The idea of delegates is to make life easier when handling many transfer types. Are you saying that each delegate should track whether it is interested in drop events using a flag? That is exactly the kind of duplication the delegation mechanism wants to avoid.
Sorry, I misread comment 7, seeing the "2)" instead of "scenario 2)". I agree with Veronika, a doit field would not be useful because there would be no obvious time when the listener's notification would resume, which is required. Even if a delegate sets doit=false, you must continue to poll it to see if it still isn't interested (if doit == false still), in which case what's the point. I think Knut was also proposing: DragSource#addDragSourceListener(DragSourceListener, Transfer[]); DropTarget#addDropTargetListener(DropTargetListener, Transfer[]); But I'm not sure how such API would be used. What would it mean if two droptargetlisteners were added with a common Transfer type?
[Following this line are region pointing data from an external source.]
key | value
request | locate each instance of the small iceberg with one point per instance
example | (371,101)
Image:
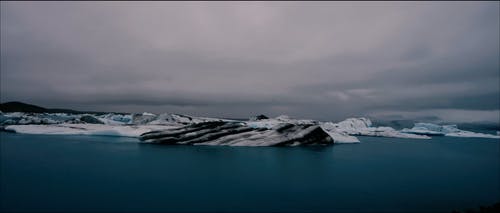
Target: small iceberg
(346,130)
(444,130)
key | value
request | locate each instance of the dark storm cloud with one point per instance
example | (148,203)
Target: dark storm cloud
(322,60)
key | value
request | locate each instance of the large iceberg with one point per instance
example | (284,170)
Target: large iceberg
(239,134)
(257,131)
(444,130)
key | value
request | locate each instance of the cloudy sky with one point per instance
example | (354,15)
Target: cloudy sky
(318,60)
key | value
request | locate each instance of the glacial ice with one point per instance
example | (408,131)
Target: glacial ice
(345,131)
(86,129)
(444,130)
(257,130)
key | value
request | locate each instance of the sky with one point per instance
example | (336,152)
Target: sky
(316,60)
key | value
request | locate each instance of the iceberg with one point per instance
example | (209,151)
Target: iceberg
(239,134)
(86,129)
(444,130)
(257,131)
(362,127)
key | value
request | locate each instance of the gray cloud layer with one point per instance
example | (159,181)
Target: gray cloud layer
(322,60)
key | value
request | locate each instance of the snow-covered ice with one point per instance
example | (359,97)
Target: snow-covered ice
(445,130)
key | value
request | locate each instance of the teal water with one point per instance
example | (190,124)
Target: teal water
(91,173)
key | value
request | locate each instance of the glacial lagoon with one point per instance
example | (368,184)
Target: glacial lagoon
(98,173)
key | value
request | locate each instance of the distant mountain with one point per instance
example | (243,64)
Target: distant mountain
(16,106)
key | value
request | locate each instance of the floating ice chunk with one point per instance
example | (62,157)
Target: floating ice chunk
(444,130)
(86,129)
(362,127)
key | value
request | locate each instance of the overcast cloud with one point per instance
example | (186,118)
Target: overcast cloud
(319,60)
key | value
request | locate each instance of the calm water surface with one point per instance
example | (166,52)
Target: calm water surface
(91,173)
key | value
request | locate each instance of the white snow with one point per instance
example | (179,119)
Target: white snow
(362,127)
(445,130)
(86,129)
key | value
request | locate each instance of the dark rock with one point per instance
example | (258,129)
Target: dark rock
(238,134)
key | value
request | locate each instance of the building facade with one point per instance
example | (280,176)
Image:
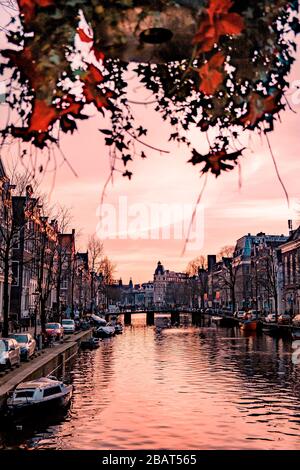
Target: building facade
(290,262)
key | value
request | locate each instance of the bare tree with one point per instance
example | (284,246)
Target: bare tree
(96,251)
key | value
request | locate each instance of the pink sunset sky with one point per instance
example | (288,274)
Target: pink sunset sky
(229,211)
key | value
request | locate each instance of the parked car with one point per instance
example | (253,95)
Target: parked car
(296,321)
(271,318)
(284,319)
(9,352)
(27,344)
(239,314)
(68,325)
(54,331)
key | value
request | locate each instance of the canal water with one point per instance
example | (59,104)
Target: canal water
(154,388)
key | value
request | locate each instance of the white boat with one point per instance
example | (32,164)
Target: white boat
(39,394)
(118,328)
(104,331)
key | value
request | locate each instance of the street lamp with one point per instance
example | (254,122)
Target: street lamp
(36,305)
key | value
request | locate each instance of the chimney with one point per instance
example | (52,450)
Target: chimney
(211,261)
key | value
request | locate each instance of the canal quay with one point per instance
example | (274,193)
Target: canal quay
(180,386)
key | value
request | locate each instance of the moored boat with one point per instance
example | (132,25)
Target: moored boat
(216,319)
(248,325)
(104,331)
(92,343)
(43,393)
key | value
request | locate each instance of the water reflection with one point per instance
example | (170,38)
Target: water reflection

The doit field in the DropTargetEvent would work like and could replace the isEnabled method in the (transfer) drop target listener. Now, isEnabled is called to update the currently active listener in dragEnter, dragOperationChanged, dragOver and drop. Instead, the appropriate event would be sent to the listeners until one returns doit == true. That listener would then be made active listener. Again, the purpose is the same as with the isEnabled method. The API I envisioned to address scenario 1 would support exactly a 1:1 mapping. E.g., addDragSourceListener(DragSourceListener, Transfer) The semantics when there is more than one listener for the same transfer type currently (in the experimental code) is to select the first one, just like in GEF. The 1:1 relationship should probably be enforced by the API and exceptions thrown. It seems that multiple transfer types and delegating drag/drop listeners are conflicting features. Delegation aims to separate DnD by transfer type whereas multiple transfer types requires knowledge about more than one and probably all of them.
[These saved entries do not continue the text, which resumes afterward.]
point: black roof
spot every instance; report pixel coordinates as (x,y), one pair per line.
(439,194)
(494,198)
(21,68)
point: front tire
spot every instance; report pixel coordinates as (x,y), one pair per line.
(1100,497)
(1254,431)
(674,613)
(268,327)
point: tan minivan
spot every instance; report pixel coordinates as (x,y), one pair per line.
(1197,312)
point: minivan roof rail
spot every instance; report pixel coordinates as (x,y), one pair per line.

Another use case: WSAD is using a form of delegating DnD in the "Data Definition" and "DB Servers" views in the Data Perspective. It is similar to scenario 2, selection dependent transfer type enablement. The difference is that more than one delegation listener is defined for one transfer type. Different listeners handle different selections in the view. They all use the same transfer type. This suggests that we would need more than just an addDragSourceListener(DragSourceListener, Transfer) API. E.g., this is a 1:n relationship of transfer type and listener.
Created attachment 5948 [details] Delegating drag/drop Changes to Resource Navigator for using delegating DND. The Delegating DND framework itself is released in org.eclipse.jface. It is marked as experimental and should be removed if it is decided that this should not be included in 3.0. Should consider this when working on drag and drop design for General Purpose Navigator.
Reassigning to Nick since he is taking ownership of DND.
Stefan now owns the DND support in the workbench. Nothing planned here for 3.1, but should revisit post-3.1.
The following utility classes were added to JFace as "experimental" in 3.0: DelegatingDragAdapter DelegatingDropAdapter TransferDragSourceListener TransferDropTargetListener I have removed the "experimental" tags in 3.1.
So this is fixed then, milestone = 3.0
I guess we did satisfy the original request. Closing then.